= Susan Daigle-Leach =

Comics illustrator

Susan Daigle-Leach (born 1960), also known as Susan F. Daigle and Sue Daigle, is an American comic book and cover colorist, letterist, production manager, illustrator, and fine artist, known mostly for her work on Disney comics during the 1980s, 1990s, and 2000s with licensees Gladstone Publishing (1987-1998) and Gemstone Publishing (2003-2008), where she was the main colorist next to her husband Gary A. Leach and Scott Rockwell.

In 1983, Daigle-Leach graduated with a Bachelor of Fine Arts degree from Kutztown University of Pennsylvania, and in 1987 began working for Another Rainbow and Gladstone Publishing.

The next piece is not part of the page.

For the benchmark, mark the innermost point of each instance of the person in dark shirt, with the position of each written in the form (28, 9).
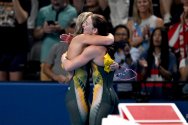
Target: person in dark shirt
(14, 38)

While at Gladstone and Gemstone, Daigle-Leach colored 17,000 pages of the entire Disney comics by Carl Barks for the 141-volume Carl Barks Library in Color (1991-1996) alone (not to be confused with Another Rainbow's earlier, 30-volume Carl Barks Library published 1983–1990 in black and white), as well as the North-American editions of most of the Disney comics by Don Rosa. In 1995, Daigle-Leach was nominated for the prestigious Will Eisner Award - Best Colorist for her work at Gladstone. In 2007 and 2008 respectively, she was nominated for a Harvey Award in the same category for her work at Gemstone.

She is married to Gary Leach, who has also worked for Disney-licensed comics.